Click the pix:

I made up a few blanks, about 1-3/4" long, and drilled out the shaft end to relieve it for the truss rod as it is threaded. This hole is 13/64"
Then, I drilled and tapped the business end to 10-32. Here, I wish I had a tap that was just a teeny bit undersize, I think, so the threaded rod wouldn't come out too fat. Anyhow, I think that will be a smallish problem.
Here's where I spent some time thinking. I made up an aluminum clamping block and roughly centered it on my rotating x-y table. This old Craftsman tool is one of the very few items I inherited from my grandfather, who had been a real "Gyro Gearloose."

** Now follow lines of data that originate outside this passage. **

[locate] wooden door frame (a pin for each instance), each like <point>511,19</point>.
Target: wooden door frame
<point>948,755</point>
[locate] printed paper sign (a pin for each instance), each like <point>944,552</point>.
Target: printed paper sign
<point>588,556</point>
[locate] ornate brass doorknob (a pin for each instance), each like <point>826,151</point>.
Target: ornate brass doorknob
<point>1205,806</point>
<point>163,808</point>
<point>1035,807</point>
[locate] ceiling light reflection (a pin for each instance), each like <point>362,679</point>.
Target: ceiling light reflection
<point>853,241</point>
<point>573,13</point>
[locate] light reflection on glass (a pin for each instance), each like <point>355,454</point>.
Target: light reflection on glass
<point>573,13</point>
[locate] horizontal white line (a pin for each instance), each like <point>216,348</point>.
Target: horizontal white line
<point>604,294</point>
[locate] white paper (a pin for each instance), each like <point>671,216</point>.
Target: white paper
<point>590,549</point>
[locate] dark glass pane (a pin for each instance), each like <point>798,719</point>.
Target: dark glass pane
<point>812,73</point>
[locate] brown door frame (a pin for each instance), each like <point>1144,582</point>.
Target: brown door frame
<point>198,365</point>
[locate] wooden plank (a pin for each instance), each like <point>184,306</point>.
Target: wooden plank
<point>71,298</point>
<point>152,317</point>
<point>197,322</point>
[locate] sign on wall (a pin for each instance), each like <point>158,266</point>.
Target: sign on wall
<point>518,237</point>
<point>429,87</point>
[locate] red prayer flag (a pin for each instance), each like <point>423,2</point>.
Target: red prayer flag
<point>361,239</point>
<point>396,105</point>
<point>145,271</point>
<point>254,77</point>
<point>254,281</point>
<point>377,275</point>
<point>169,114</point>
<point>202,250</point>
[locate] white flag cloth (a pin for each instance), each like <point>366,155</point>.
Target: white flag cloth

So I stuck the rotating table on my mill, and proceeded to mill a hole in my little fixture, which I had clamped shut with a small spacer so it would tighten on the part afterward.
By moving the x-feed and rotating the table, I was able to generate a perfectly centered hole to clamp my new threaded part.
Then, with the x-y feeds locked and using the index marks on the rotating table, I was able to mill 7/64" holes down the side of the threaded portion to form the teeth of the die.
Here it is, up close.
Then, off with that fixture, and on with my little cheapie Chinese spin index jig.
I milled 5/16" hex shank so it can be driven with the long StewMac Gibson truss rod wrench.
And, the final shot - turning down the shank to help clear the truss rod pocket and to make it a bit easier to align the tap.